Sayona Mining (ASX: SYA) has released a definitive feasibility study for its 75%-owned North American lithium (NAL) mine in Quebec, a month after restarting commercial production of spodumene concentrate at the mine.
The study estimates after-tax net present value (8% discount) of $1.4 billion, and an internal rate of return of 2,545%.
NAL, along with the nearby Authier lithium deposit, is expected to support a 20-year life with an average annual mill feed of 1.4 million tonnes. The plant has a capacity of 4,200 tonnes per day, and the average concentrate production during the first four years will be 226,000 tonnes. The all-in sustaining cost is estimated at $987 per tonne of concentrate.
Total capital costs of the mine and mill restart are pegged at $375.3 million. Onsite total operating costs are $2.3 billion, or $597 per tonne of concentrate.
Sayona says proven and probable reserves are 21.7 million tonnes grading 1.08% lithium oxide (Li2O) for 235.5 million tonnes Li2O. Measured and indicated resources (inclusive of reserves) total 25 million tonnes at 1.23% Li2O for the pit constrained portion. The project hosts another 22 million inferred tonnes at 1.2% Li2O.

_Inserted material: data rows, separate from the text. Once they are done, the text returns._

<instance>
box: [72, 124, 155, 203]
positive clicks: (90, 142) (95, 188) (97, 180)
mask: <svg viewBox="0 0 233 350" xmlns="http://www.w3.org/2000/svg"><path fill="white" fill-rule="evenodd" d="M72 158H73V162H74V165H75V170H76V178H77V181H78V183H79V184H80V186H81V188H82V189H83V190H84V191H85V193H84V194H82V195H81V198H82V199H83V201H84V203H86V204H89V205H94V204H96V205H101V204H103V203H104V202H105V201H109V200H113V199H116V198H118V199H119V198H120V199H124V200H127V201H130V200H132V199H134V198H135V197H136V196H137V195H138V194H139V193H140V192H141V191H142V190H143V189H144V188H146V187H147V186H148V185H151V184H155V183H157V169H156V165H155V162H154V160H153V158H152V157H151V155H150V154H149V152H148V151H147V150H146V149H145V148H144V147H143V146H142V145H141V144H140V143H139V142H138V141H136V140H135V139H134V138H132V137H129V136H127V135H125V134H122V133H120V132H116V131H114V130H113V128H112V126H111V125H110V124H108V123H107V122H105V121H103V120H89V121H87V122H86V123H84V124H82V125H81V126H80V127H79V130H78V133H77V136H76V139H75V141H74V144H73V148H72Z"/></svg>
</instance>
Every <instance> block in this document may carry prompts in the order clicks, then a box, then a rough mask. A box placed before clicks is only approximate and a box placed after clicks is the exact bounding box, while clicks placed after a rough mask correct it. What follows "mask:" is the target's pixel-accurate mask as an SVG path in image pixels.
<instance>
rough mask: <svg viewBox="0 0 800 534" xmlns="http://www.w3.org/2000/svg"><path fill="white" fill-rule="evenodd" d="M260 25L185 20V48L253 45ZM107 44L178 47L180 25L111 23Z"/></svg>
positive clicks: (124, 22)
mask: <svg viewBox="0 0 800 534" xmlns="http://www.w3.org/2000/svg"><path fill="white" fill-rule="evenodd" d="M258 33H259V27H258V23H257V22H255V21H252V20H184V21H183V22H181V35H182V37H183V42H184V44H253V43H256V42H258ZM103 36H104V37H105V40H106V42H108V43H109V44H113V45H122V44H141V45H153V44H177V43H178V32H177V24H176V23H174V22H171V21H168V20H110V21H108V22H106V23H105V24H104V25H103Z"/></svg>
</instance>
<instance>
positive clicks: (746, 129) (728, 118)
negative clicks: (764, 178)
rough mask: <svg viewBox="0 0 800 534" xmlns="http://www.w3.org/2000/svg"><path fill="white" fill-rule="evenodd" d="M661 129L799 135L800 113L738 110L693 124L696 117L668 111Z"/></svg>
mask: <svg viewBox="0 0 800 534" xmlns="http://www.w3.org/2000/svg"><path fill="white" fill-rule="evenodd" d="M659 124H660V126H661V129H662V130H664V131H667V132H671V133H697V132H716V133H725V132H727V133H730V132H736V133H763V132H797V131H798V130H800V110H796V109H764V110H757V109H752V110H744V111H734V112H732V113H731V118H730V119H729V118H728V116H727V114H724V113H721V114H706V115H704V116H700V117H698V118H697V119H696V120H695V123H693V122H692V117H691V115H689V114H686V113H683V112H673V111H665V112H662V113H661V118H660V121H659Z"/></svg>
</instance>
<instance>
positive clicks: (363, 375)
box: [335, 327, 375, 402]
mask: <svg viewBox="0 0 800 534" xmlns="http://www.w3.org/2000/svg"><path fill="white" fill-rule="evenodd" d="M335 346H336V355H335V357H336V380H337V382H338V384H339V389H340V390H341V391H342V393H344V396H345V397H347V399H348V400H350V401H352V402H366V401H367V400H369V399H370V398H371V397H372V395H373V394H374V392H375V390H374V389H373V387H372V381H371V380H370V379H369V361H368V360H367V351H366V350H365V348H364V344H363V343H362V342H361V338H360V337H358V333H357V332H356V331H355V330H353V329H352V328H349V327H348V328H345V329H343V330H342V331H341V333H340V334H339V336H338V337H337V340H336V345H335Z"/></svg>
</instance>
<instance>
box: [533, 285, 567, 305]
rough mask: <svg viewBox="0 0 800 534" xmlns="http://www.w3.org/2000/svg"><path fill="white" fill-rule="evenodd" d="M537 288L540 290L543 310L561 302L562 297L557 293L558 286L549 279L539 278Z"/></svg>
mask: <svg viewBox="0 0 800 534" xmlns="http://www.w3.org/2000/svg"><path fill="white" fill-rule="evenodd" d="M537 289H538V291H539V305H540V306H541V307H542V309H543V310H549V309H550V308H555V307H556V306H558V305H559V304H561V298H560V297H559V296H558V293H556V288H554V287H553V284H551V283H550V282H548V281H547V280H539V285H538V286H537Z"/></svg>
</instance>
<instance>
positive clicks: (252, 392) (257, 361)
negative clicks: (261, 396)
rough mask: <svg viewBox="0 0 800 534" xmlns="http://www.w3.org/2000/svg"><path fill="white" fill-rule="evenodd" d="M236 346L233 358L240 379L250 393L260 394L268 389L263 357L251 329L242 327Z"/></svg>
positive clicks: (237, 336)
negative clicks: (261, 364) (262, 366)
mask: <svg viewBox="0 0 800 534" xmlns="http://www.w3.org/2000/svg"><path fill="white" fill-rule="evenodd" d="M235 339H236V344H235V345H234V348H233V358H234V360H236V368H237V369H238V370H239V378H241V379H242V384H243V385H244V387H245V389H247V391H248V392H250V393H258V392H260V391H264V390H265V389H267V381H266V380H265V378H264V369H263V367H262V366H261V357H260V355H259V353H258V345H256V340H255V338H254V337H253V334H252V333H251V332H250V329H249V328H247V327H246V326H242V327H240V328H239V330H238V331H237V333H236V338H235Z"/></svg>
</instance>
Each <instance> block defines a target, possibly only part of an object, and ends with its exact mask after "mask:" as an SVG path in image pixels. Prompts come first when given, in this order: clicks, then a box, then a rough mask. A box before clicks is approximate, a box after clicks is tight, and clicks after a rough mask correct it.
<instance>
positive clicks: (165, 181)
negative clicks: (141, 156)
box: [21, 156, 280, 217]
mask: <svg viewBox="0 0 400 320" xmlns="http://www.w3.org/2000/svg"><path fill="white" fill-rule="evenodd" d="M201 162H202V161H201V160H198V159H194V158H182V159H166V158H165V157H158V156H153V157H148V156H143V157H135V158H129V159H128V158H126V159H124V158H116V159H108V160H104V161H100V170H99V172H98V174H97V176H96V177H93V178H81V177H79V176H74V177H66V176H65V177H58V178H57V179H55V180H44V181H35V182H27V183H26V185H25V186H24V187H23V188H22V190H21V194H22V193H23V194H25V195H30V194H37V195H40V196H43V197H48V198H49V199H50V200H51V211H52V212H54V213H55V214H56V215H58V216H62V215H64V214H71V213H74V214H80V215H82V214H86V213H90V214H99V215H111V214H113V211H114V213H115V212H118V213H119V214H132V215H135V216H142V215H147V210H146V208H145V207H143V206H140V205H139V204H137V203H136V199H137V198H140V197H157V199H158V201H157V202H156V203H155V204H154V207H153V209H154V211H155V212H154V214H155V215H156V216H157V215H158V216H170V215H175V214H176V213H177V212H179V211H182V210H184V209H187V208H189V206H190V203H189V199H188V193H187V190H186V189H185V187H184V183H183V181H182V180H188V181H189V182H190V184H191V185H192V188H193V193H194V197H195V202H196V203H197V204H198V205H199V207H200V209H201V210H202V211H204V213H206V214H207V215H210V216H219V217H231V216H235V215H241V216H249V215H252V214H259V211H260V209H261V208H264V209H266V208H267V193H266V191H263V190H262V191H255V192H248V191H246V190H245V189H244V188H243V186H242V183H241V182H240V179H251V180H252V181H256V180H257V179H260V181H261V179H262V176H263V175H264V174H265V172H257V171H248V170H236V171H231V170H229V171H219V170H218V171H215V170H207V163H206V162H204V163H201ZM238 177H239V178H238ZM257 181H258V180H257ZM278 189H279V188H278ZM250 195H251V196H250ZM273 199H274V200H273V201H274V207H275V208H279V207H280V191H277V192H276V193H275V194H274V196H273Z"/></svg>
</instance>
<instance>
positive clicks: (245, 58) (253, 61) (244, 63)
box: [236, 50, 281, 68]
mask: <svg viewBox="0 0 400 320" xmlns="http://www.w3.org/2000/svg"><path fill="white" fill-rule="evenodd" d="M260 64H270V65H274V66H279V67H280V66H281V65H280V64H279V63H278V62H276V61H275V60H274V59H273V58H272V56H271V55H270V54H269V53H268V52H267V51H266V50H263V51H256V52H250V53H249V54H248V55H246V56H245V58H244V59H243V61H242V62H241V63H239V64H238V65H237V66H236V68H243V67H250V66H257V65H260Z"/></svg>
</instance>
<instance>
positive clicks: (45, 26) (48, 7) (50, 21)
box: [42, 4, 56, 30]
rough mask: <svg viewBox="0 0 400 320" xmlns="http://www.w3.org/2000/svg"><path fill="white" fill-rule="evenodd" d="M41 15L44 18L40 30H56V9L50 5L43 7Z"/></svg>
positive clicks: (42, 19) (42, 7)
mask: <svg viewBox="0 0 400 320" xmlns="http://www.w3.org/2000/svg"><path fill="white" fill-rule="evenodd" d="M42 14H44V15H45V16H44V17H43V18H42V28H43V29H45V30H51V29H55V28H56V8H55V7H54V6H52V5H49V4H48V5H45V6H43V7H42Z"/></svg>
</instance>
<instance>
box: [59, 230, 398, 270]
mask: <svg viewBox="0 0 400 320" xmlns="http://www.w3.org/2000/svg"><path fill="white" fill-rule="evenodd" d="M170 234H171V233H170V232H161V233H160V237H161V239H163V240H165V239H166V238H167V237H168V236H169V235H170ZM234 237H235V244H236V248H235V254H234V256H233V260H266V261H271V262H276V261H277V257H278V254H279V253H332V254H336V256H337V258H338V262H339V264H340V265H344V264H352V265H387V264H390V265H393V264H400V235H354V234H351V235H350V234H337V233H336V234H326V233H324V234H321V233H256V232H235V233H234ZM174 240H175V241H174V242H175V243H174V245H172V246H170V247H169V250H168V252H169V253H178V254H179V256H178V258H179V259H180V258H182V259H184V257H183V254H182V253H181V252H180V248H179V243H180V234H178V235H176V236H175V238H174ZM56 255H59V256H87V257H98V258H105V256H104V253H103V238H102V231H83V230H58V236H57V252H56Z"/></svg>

A 50,000-metre drilling program is scheduled for this year. The first phase will primarily target the conversion of inferred resources to indicated within the pit shell. Sayona will also drill the northwest and southeast strike extensions at NAL.
NAL and Authier are part of Sayona Quebec, owned 75% by Sayona Mining and 25% by Piedmont Lithium (ASX: PLL; NASDAQ: PLL).